Monday, August 3, 2009

Things I Know

GRAVY noun: 1. wet stuff what goes on potatoes. You know. Gravy.
2. adj. like a grave. Hal said his new apartment was small and lacked windows, but we didn't think it would be quite this gravy.

History

The first recorded mention of rendered animal fat mixed with water and a thickening agent (ground wheat flour, colloid gel extracted from animal bones, human hair, etc.) and water (to increase volume) dates to Sassanid Persia. The evidence is found carved into stone stelae in the ruins of Ctesiphon where the recipe is listed side by side with its uses, including to mask the flavor of pre-refrigeration rotting food, as an offering to the gods and, naturally, as currency. Gravy as a basis for the exchange of goods and services was as geographically widespread as it was long lasting, improving along a socio-evolutionary line from soup (too thin) and, further, water (unimproved upon and thus a throwback to animism and apostasy, the use of which was punishible by drowning). The construction of the Versailles palace was largely financed by the sale of hunting rights in royal forests, innovations in deficit financing, the relaxation of Christian moral restrictions on usury and untold gallons of béchamel.

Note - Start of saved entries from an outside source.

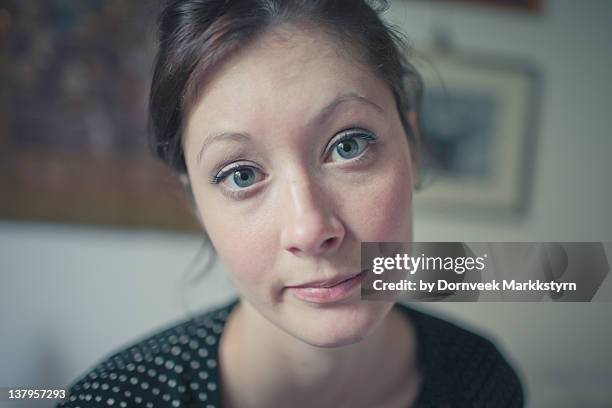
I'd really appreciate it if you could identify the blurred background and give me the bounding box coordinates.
[1,0,611,407]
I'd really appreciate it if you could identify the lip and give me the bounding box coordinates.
[286,270,365,304]
[288,271,364,289]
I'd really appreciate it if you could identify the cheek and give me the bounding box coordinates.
[349,155,414,243]
[195,199,277,294]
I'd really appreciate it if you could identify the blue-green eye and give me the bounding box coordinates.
[231,168,257,188]
[330,129,376,161]
[210,165,263,189]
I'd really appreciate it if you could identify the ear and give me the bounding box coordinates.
[407,111,421,189]
[179,173,190,187]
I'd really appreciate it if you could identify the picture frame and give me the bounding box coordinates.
[0,1,199,231]
[416,0,543,13]
[411,48,540,215]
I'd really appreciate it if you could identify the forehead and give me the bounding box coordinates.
[184,25,393,146]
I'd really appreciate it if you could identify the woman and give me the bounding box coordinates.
[58,0,523,406]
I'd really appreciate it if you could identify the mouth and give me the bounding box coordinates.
[286,270,366,304]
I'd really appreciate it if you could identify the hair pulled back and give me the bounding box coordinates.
[149,0,423,174]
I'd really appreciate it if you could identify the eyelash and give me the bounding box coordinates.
[209,128,378,199]
[328,129,377,162]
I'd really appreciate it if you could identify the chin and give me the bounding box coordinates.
[285,299,393,349]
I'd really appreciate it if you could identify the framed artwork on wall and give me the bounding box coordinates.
[416,0,543,13]
[411,48,540,215]
[0,1,198,231]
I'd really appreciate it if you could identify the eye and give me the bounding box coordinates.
[229,167,259,188]
[328,129,377,162]
[210,164,264,190]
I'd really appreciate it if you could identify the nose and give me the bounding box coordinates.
[280,176,345,257]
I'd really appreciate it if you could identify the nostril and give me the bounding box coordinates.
[321,236,338,252]
[288,246,301,257]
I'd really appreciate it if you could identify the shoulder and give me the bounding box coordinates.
[396,303,525,407]
[56,299,238,408]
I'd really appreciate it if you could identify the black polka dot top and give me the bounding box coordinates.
[57,298,524,407]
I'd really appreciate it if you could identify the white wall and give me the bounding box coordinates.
[2,1,611,407]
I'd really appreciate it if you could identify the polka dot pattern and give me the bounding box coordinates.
[56,300,237,408]
[57,299,524,407]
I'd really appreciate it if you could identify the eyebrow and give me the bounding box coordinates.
[196,92,383,164]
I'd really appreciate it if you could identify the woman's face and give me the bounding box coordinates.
[183,25,416,348]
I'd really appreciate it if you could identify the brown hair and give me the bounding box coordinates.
[148,0,423,175]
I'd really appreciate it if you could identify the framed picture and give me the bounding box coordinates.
[0,1,199,231]
[411,48,540,215]
[418,0,542,13]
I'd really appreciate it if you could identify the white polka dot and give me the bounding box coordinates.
[172,400,180,407]
[163,393,171,401]
[207,359,217,368]
[208,382,217,391]
[107,397,115,405]
[120,402,127,408]
[134,396,142,403]
[198,392,208,401]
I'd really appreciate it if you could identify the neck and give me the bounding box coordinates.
[219,300,420,408]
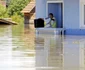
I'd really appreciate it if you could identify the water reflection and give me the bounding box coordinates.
[35,35,63,70]
[0,24,85,70]
[35,35,85,70]
[0,24,35,70]
[0,25,12,70]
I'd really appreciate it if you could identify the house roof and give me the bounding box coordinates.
[21,0,35,13]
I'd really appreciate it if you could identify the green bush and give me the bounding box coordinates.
[0,4,9,18]
[8,0,30,16]
[11,13,24,24]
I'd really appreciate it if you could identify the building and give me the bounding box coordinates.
[36,0,85,35]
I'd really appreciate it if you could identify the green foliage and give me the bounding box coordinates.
[11,13,24,24]
[0,4,9,18]
[0,0,30,24]
[8,0,30,16]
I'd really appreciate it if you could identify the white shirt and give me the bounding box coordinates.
[44,17,56,28]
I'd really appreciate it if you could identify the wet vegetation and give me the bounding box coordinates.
[0,0,31,23]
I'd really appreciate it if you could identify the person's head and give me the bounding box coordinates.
[49,13,53,19]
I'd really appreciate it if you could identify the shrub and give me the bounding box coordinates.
[8,0,30,16]
[11,13,24,24]
[0,4,9,18]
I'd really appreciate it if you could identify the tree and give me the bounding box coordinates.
[7,0,30,16]
[0,4,8,18]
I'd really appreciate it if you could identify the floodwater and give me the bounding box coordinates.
[0,24,85,70]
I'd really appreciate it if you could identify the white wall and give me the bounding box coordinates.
[36,0,63,19]
[36,0,46,18]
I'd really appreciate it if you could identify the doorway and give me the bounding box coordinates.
[47,1,63,28]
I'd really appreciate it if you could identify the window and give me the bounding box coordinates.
[80,0,85,28]
[84,5,85,25]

The extravagant expenditure of white gravy flooded the markets to the point that the ubiquity of it destroyed the gravy-based economy forever. The liquid-tight belt purse manufacturing sector also fell into disuse and eventually failed.

Modern Uses

The rise of modern number-fascism and the construction of modern cash registers have pushed gravy even further from the realm of consideration from its historical position as an economic cornerstone. Currently gravy, in all its forms, can be found passive-aggressively stewing on stovetops across the western world on major holidays, fraying the last nerves of parents everywhere after a full day of cooking an enormous meal for ungrateful children by frustrating the desired lump-free consistency with its impossible calculus of heat, time, stir frequency and the dreaded water-to-flour ratio. The end result is either an unfortunately brown-tinged water-like substance that sticks to nothing or a deep, chocolate-colored paste with twice the viscosity of the actual mashed potatoes they are supposed to adorn; neither version has ever had a recorded flavor.

Also goes OK with biscuits if it is breakfast time and you are fat.